医学生・研修医の方へfor Residents and Medical Students

精神科の専門研修を考えている先生へ

 日本精神神経学会は115年の歴史と伝統をもち、現在の会員数は約17000名(うち専門医11000名)にのぼり、50を越える委員会がそれぞれ活発に活動しています。その目標は、一人でも多くの方に優れた精神科医になって頂くこと、精神医学・医療をさらに発展させること、患者さん・ご家族の権利を擁護することなどであり、すべての活動のゴールは、患者さん・ご家族から深く信頼して頂ける精神医療をこの国に築くことなのです。

 ちなみに、精神疾患は5大疾病の一つに位置づけられており、WHO (世界保健機関)は、世界的に精神疾患は今後ますます重要になるだろうと予測しています。主な精神疾患の例を挙げると、発達障害、うつ病、双極性障害、統合失調症、パニック症などの不安症、強迫症、適応障害やPTSDなどのストレス関連疾患、物質依存・嗜癖行動、睡眠障害、てんかん、認知症、コンサルテーション、精神科救急などがあり、専門医研修では、これらの基本的な診断と治療の力を身につけて頂きます。加えて精神科医は、周産期メンタルヘルス、児童虐待、不登校、いじめ、ひきこもり、職場や学校のメンタルヘルス、緩和ケア、精神鑑定などにも関わります。

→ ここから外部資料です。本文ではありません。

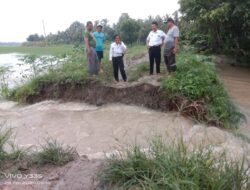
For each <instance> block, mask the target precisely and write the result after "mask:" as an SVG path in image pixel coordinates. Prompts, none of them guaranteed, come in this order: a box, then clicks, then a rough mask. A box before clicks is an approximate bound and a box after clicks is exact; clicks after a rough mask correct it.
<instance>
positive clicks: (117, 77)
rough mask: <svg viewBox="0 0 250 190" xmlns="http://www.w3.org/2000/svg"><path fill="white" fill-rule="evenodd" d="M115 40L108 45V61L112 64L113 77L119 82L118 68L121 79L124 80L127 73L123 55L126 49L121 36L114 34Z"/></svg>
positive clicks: (116, 80) (125, 79)
mask: <svg viewBox="0 0 250 190" xmlns="http://www.w3.org/2000/svg"><path fill="white" fill-rule="evenodd" d="M114 38H115V42H113V43H112V44H111V46H110V51H109V61H110V63H111V64H113V70H114V77H115V80H116V82H119V75H118V72H119V70H120V72H121V75H122V79H123V80H124V81H125V82H126V81H127V75H126V72H125V69H124V62H123V56H124V54H125V52H126V50H127V47H126V45H125V44H124V43H123V42H122V41H121V37H120V36H119V35H115V37H114Z"/></svg>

 したがって精神科医が活躍する場も多岐にわたります。病院やクリニックに加えて、産業精神衛生の現場、県や市の精神保健福祉センター、大学の学生相談センター、心理・教育系の学部、司法関係の職場などがあります。このように選択肢が多いので、妊娠・出産、子育てや介護などのために仕事を休むことがあっても、現場復帰がしやすい診療科であるといえます。

 同じく学問の幅も広く、精神医学の射程は、精神療法、心理学、精神病理学、精神薬理学、神経生理学、脳画像研究などに加えて、神経心理学、社会学、脳科学、分子生物学などにもおよび、「こころと脳」の謎に迫っています。

 「先生にとって精神医学の魅力は何ですか」と聞かれれば、ぼくは「こころと脳」という謎に満ちた世界を対象としていることだ、と答えます。実際の臨床に即して言えば、目の前の患者さんのこころを、且つまた脳・神経の働きを知ろうと試みることです。傷ついたこころを知り癒すためには、精神科医自身のこころを動かす必要があります。相手の脳・神経の働きを知ろうとするためには、脳科学や神経学の最新知識が必要です。つまり精神科医は、自らの「こころと知識」を総動員して、相手の抱える「こころと脳」の問題を知ろうとするのです。このときに私たちは、患者さんに寄り添いながら、相手の希望や価値観を中心に置いて、患者さんの生活の質を最大化することを目指して診療にあたります。

 一言付け加えると、自らのこころを治療手段とする精神科医にとって、無駄な人生経験というものはないのです。誰一人避けることのできない苦しい体験、例えば失敗、挫折、喪失など、それがどのような経験であれ、すべての経験が、患者さんの抱える苦悩や窮境のより深い理解とより適切な診療へと生きるのです。プロフェッショナルとしての経験に加え、人生の経験を積み重ねることで、さらにひと味違う診療ができるようになる、そのような職業です。精神科医は何とも人間的な職業ではないでしょうか。

 最後になりましたが、一人でも多くの方が、この素晴らしい職業に就き、私たちの仲間の一人となってくださることを切に願っています。